The hike in risk weights for consumer loans like personal loan and credit cards may shave-off tier I capital of banks by 60 basis points, hit loan growth, and squeeze the nonbank sector in particular, S&P Global Ratings said on Friday.
The Reserve Bank of India (RBI) increased risk weights on unsecured personal loans, credit cards, and lending to nonbank finance companies (NBFCs) by 25 percentage points. This will likely lead to higher lending rates, hit on profitability and the higher risk weights will ultimately support asset quality, the rating agency said in a statement.
S&P Global Ratings credit analyst Geeta Chugh said the finance companies will be worse affected as their incremental bank borrowing costs will surge, in addition to the capital adequacy impact.

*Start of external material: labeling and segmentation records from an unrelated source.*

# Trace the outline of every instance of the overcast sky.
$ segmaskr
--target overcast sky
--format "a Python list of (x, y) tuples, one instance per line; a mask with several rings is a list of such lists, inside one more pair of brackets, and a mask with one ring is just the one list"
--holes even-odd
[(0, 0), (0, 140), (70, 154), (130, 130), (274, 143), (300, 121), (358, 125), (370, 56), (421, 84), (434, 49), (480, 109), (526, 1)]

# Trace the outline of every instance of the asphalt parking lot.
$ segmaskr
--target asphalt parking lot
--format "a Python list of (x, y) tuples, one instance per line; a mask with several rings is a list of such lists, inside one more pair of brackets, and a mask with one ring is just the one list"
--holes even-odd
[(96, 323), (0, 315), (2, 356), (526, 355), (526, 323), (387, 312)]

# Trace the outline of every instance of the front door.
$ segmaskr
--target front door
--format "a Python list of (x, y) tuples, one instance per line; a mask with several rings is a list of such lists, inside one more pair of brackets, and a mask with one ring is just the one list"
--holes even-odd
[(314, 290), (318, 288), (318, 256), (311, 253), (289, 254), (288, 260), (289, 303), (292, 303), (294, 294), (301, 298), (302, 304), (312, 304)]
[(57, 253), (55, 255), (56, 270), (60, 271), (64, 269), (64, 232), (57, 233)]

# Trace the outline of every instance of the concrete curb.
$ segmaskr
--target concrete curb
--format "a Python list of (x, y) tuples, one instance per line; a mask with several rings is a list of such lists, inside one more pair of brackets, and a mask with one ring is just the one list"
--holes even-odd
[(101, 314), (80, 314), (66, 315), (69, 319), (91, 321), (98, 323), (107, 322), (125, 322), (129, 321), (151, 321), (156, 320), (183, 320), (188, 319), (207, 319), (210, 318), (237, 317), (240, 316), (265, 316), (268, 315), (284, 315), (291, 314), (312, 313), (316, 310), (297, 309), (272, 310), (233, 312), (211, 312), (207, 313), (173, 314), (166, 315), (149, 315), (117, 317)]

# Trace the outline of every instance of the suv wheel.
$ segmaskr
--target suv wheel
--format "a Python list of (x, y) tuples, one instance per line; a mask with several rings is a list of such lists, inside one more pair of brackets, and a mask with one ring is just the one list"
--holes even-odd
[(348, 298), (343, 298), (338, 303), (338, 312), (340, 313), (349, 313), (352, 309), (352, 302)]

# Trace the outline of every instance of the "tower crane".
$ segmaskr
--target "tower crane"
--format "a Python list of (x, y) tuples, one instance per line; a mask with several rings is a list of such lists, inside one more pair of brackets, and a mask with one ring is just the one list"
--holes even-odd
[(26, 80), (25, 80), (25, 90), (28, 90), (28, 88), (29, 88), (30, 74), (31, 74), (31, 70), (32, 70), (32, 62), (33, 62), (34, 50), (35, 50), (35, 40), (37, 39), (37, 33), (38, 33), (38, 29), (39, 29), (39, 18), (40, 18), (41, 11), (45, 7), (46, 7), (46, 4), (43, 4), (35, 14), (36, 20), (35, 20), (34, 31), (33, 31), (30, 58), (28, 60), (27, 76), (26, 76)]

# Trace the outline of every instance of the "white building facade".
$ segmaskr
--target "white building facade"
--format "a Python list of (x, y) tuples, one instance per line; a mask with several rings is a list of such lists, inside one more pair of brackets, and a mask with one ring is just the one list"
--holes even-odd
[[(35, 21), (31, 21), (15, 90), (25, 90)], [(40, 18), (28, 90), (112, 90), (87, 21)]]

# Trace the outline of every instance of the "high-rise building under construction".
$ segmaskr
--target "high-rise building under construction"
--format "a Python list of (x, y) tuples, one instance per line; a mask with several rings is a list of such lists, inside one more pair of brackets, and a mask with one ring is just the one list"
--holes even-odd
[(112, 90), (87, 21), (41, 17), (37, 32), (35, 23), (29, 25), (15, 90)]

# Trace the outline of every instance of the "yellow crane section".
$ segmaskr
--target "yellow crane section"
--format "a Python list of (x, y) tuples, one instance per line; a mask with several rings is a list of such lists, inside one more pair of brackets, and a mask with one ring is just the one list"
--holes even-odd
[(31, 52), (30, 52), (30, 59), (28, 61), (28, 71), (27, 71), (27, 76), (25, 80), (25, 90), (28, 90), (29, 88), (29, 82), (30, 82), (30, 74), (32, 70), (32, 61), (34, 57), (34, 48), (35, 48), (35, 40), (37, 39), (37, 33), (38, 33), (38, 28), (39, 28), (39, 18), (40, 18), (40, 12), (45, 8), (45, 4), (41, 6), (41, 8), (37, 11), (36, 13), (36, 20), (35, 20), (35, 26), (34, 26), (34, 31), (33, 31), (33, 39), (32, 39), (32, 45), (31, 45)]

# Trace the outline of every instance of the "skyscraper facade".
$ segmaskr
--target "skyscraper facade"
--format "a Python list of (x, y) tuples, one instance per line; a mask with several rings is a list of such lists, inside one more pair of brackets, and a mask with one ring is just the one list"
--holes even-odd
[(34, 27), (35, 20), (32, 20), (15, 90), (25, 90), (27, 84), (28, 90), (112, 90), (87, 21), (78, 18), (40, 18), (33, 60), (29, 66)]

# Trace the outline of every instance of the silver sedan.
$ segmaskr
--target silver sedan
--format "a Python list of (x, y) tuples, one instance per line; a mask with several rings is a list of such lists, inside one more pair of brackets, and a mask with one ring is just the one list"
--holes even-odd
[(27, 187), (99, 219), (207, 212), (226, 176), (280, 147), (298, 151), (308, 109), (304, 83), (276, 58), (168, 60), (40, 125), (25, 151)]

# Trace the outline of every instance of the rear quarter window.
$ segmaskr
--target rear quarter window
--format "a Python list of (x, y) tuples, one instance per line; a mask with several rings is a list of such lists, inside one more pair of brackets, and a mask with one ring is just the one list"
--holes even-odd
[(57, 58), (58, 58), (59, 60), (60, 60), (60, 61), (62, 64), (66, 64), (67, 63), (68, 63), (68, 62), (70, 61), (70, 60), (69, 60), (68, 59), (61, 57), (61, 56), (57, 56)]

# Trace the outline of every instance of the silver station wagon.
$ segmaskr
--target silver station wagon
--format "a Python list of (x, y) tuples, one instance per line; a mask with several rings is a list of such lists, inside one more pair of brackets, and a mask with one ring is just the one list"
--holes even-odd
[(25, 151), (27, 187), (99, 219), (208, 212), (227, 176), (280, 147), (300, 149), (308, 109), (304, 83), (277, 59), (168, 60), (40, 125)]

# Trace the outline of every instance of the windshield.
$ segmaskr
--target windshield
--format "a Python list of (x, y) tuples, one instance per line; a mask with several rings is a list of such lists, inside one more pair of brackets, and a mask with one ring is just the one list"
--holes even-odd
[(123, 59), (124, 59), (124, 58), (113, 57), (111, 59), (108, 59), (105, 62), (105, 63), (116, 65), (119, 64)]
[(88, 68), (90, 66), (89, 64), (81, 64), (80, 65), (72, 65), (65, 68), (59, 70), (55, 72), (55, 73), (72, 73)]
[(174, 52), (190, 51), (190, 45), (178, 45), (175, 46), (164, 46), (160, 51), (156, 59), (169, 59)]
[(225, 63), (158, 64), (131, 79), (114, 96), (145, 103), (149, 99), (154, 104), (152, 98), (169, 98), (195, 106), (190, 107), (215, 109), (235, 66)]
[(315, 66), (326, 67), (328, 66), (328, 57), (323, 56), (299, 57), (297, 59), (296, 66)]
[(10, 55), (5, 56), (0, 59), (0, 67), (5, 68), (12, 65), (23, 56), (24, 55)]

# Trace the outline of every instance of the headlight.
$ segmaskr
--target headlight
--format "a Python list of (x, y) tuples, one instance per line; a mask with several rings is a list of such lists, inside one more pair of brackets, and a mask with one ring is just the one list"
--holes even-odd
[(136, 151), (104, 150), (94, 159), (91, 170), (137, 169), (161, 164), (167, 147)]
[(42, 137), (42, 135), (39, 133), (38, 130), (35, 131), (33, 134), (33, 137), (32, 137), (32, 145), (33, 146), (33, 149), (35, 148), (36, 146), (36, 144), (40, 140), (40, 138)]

“These changes won’t have any immediate effect on our Indian financial sector ratings. This will also not affect our risk-adjusted capital ratio for the rated banks and finance companies,” the rating agency said.
“We apply globally consistent risk weights that reflect our view on risks on underlying asset classes. For unsecured personal loans of Indian banks and finance companies, we already apply a higher risk weight of 121 per cent”, it said.
Unsecured personal loans and credit card debt have risen rapidly in the past few years in India. Such loans have grown 26 per cent in the 12 months ending September 2023. This type of loan, along with consumer durable lending, represented about 9.8 per cent of total loans in the banking system as of September 22, 2023.
The lending poses a risk for incremental nonperforming loans (NPLs). The increase in risk weights by the RBI is a prudent step, it said.
Small-ticket personal loans of less than Rs 50,000 are particularly at higher risk. Reported delinquencies (90-plus days past due) for this type of lending was 5.4 per cent as of June 2023, according to Transunion Cibil, a credit bureau.
While these small borrowers are often highly leveraged and may have other lending products, loans below Rs 50,000 comprise only 0.3 per cent of total retail loans. Financial technology firms are more exposed to these loans, as around 80 per cent of their personal loans is to this customer segment.
Double-whammy for finance Cos
“NBFCs face a double-whammy of higher risk weights on their unsecured loans, and on bank lending to NBFCs. This will squeeze the reported capital adequacy of nonbanks and push up their funding costs,” it said.
While NBFCs are not homogeneous, many retail-focused finance companies have a much higher exposure to unsecured loans than banks.
Bank borrowings remained the principal source of funding for NBFCs, constituting 41.2 per cent of the total borrowings of the entities (excluding core investment companies) as of March 31, 2023. The cost of the bank loans to NBFCs will rise incrementally, the rating agency said.
The overall blended funding costs of these companies will rise accordingly. Finance companies with a shorter duration of liabilities will see a quicker repricing of their liabilities, it added.